Liu P, McGuire G M, Fisher M A, Farhood A, Smith C W, Jaeschke H
Drug Metabolism Research, Upjohn Company, Kalamazoo, Michigan 49001.
Shock. 1995 Jan;3(1):56-62.
The potential role of reactive oxygen species generated by Kupffer cells and neutrophils was investigated in a model of endotoxin-enhanced liver injury after hepatic ischemia. Male Fischer rats were subjected to 20 min ischemia and reperfusion of up to 24 h; .5 mg/kg Salmonella enteritidis endotoxin was injected at 30 min of reperfusion. The animals developed severe liver injury resulting in 50% hepatocellular necrosis at 24 h. Isolated Kupffer cells and neutrophils from the postischemic liver generated 10-fold more superoxide than cells from control livers. Treatment with gadolinium chloride (GdCl3) selectively reduced the capacity of Kupffer cells to generate superoxide by 65% and attenuated liver injury by 73% at 4 h and 58-69% at 24 h. Monoclonal antibodies against neutrophil adhesion molecules (CD11/CD18) had no effect on the early injury but reduced hepatocellular necrosis by 90-95% at 24 h. The antioxidant Trolox and the iron-chelator deferoxamine attenuated liver injury by 71 and 80%, respectively. It is concluded that Kupffer cells are mainly responsible for the initial injury, and neutrophils are the dominant cytotoxic cell type during the later phase. Reactive oxygen generated by both cell types is critical for this pathogenesis.

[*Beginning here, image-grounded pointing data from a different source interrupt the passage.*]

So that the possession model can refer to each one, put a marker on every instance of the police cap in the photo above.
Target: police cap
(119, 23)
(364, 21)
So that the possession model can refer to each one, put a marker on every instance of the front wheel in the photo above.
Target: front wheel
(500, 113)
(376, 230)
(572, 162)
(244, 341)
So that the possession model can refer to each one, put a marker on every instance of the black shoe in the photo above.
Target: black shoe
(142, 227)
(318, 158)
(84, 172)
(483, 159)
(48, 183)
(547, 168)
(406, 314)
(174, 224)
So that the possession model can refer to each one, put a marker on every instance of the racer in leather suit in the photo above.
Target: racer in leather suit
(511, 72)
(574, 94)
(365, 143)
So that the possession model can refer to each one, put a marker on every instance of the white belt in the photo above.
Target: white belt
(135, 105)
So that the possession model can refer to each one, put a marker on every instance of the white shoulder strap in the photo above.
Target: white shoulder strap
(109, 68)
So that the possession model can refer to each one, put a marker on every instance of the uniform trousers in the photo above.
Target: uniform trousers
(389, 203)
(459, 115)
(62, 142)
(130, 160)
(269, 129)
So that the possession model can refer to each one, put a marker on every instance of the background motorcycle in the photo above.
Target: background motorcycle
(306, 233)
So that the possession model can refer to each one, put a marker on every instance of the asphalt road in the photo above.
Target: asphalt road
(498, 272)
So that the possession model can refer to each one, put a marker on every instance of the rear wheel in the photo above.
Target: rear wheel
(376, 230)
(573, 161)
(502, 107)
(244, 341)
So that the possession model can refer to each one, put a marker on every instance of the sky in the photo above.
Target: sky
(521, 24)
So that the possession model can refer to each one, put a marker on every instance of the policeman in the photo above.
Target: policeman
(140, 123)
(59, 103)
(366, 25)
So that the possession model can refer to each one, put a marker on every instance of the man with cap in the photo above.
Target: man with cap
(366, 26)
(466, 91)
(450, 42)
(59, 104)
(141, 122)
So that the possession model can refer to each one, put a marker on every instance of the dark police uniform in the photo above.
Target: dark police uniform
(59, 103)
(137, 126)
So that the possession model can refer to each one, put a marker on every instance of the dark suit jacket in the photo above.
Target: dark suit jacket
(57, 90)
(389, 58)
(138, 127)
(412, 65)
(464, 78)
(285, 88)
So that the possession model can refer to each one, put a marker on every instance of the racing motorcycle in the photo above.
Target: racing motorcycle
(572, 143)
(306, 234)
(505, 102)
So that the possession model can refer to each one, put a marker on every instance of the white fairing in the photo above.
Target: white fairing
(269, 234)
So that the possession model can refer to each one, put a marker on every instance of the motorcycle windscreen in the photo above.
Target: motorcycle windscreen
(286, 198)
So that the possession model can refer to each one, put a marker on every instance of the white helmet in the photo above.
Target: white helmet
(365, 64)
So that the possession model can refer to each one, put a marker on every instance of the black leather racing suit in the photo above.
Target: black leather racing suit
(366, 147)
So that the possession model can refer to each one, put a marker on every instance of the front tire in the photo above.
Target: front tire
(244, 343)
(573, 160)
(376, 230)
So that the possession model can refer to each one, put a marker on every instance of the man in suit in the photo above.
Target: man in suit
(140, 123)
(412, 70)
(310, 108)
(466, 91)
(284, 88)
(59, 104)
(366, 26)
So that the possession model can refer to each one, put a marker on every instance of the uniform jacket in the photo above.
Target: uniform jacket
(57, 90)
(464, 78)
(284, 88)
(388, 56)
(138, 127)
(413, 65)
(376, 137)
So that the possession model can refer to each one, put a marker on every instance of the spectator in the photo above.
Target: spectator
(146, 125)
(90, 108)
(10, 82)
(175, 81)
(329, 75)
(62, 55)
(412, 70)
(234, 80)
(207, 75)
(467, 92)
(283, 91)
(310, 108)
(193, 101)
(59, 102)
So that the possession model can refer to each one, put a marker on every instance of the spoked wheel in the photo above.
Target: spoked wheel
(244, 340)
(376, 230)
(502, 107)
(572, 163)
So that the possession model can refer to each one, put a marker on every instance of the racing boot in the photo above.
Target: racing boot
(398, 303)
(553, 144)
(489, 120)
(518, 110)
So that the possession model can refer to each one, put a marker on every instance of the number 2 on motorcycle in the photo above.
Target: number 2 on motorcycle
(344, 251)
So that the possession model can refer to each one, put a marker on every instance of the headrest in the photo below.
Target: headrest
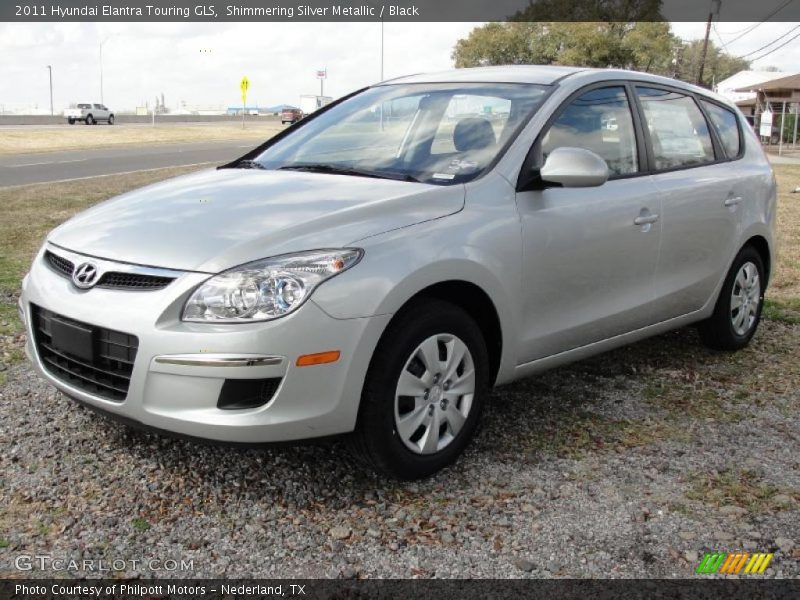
(474, 133)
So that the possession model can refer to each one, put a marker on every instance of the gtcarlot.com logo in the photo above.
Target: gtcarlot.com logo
(734, 564)
(45, 562)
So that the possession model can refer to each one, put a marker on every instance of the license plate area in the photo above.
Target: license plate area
(74, 340)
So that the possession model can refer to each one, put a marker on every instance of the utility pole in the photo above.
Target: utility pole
(50, 69)
(102, 101)
(715, 5)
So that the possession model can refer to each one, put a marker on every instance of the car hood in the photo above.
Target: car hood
(213, 220)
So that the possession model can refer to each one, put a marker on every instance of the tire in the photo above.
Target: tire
(405, 452)
(729, 327)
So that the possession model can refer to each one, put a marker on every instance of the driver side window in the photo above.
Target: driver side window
(600, 121)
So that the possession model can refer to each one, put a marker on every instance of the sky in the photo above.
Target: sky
(202, 64)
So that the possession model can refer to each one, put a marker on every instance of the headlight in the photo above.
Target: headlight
(266, 289)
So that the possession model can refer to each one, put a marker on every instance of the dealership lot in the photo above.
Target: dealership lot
(630, 464)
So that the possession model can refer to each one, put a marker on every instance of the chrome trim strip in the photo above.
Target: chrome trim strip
(105, 266)
(194, 360)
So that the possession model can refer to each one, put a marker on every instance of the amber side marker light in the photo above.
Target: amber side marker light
(320, 358)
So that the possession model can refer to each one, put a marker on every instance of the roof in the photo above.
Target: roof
(538, 74)
(544, 75)
(788, 82)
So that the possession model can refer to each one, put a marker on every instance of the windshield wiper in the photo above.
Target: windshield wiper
(336, 170)
(249, 164)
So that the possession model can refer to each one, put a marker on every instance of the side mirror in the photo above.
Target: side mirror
(574, 167)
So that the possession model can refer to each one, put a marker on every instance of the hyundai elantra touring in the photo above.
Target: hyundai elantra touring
(375, 269)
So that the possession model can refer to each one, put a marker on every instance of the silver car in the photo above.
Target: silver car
(377, 268)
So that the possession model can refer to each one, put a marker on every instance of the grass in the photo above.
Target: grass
(784, 289)
(139, 524)
(734, 487)
(785, 311)
(78, 137)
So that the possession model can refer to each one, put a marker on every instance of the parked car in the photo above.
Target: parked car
(291, 115)
(89, 114)
(376, 278)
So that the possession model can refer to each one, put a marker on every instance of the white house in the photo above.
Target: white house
(727, 87)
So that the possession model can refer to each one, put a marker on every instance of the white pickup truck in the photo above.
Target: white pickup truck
(89, 114)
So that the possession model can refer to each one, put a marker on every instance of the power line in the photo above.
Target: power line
(771, 43)
(767, 18)
(791, 39)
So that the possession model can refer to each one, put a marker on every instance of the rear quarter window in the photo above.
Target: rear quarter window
(727, 126)
(678, 130)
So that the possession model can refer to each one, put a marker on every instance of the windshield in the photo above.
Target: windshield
(434, 133)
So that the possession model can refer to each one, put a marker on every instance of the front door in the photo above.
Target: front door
(589, 254)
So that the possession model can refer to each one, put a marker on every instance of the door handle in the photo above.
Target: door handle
(645, 220)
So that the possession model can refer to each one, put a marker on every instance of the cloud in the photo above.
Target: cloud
(201, 64)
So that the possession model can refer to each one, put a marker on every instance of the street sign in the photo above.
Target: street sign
(765, 128)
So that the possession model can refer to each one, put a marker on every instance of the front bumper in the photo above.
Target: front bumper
(180, 368)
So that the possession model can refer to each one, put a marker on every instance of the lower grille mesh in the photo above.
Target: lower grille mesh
(107, 375)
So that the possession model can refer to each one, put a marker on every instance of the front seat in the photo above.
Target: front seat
(474, 133)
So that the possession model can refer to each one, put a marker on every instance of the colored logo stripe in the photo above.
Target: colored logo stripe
(732, 564)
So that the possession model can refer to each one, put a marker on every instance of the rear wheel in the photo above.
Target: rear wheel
(423, 393)
(738, 310)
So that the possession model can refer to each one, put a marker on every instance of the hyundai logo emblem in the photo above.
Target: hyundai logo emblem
(85, 276)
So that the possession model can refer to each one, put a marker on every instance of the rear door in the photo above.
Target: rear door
(700, 197)
(589, 253)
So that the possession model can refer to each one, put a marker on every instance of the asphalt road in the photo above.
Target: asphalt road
(44, 167)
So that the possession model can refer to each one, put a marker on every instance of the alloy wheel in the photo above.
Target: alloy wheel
(434, 394)
(745, 299)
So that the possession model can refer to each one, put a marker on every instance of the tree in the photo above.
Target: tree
(648, 46)
(719, 64)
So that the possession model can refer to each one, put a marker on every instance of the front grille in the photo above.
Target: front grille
(115, 280)
(133, 281)
(107, 375)
(61, 265)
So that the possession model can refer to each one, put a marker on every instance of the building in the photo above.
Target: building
(779, 99)
(730, 87)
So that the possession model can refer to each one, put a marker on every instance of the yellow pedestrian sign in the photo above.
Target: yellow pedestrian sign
(244, 86)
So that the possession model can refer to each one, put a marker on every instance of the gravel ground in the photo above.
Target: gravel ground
(632, 464)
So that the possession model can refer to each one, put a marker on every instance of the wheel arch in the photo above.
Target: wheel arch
(762, 246)
(474, 300)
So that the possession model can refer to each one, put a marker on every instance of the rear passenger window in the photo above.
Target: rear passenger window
(599, 121)
(727, 126)
(678, 130)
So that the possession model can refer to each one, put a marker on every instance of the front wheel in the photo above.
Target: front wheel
(738, 310)
(424, 391)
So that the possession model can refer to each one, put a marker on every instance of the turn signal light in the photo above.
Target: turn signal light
(320, 358)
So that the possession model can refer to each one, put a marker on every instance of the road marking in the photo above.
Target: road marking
(6, 187)
(50, 162)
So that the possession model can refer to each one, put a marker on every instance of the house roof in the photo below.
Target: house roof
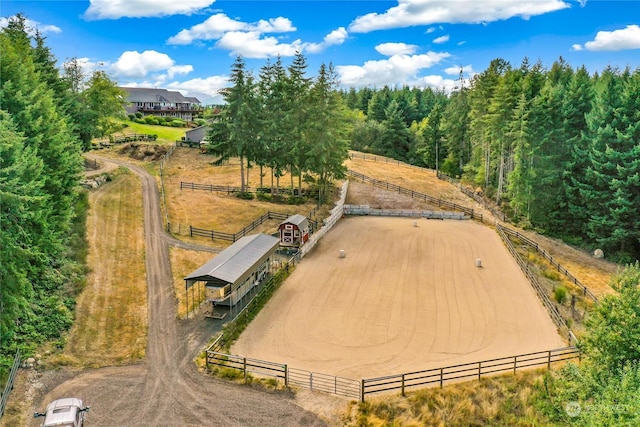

在肝缺血后内毒素增强肝损伤的模型中,研究了库普弗细胞和中性粒细胞产生的活性氧的潜在作用。雄性Fischer大鼠经历20分钟的缺血和长达24小时的再灌注;在再灌注30分钟时注射0.5mg/kg肠炎沙门氏菌内毒素。动物出现严重肝损伤,在24小时时导致50%的肝细胞坏死。从缺血后肝脏分离的库普弗细胞和中性粒细胞产生的超氧化物比对照肝脏细胞多10倍。用氯化钆(GdCl3)处理可选择性地使库普弗细胞产生超氧化物的能力降低65%,并在4小时时使肝损伤减轻73%,在24小时时减轻58 - 69%。抗中性粒细胞粘附分子(CD11/CD18)的单克隆抗体对早期损伤无影响,但在24小时时使肝细胞坏死减少90 - 95%。抗氧化剂Trolox和铁螯合剂去铁胺分别使肝损伤减轻71%和80%。结论是,库普弗细胞主要负责初始损伤,而中性粒细胞是后期主要的细胞毒性细胞类型。两种细胞类型产生的活性氧对这种发病机制至关重要。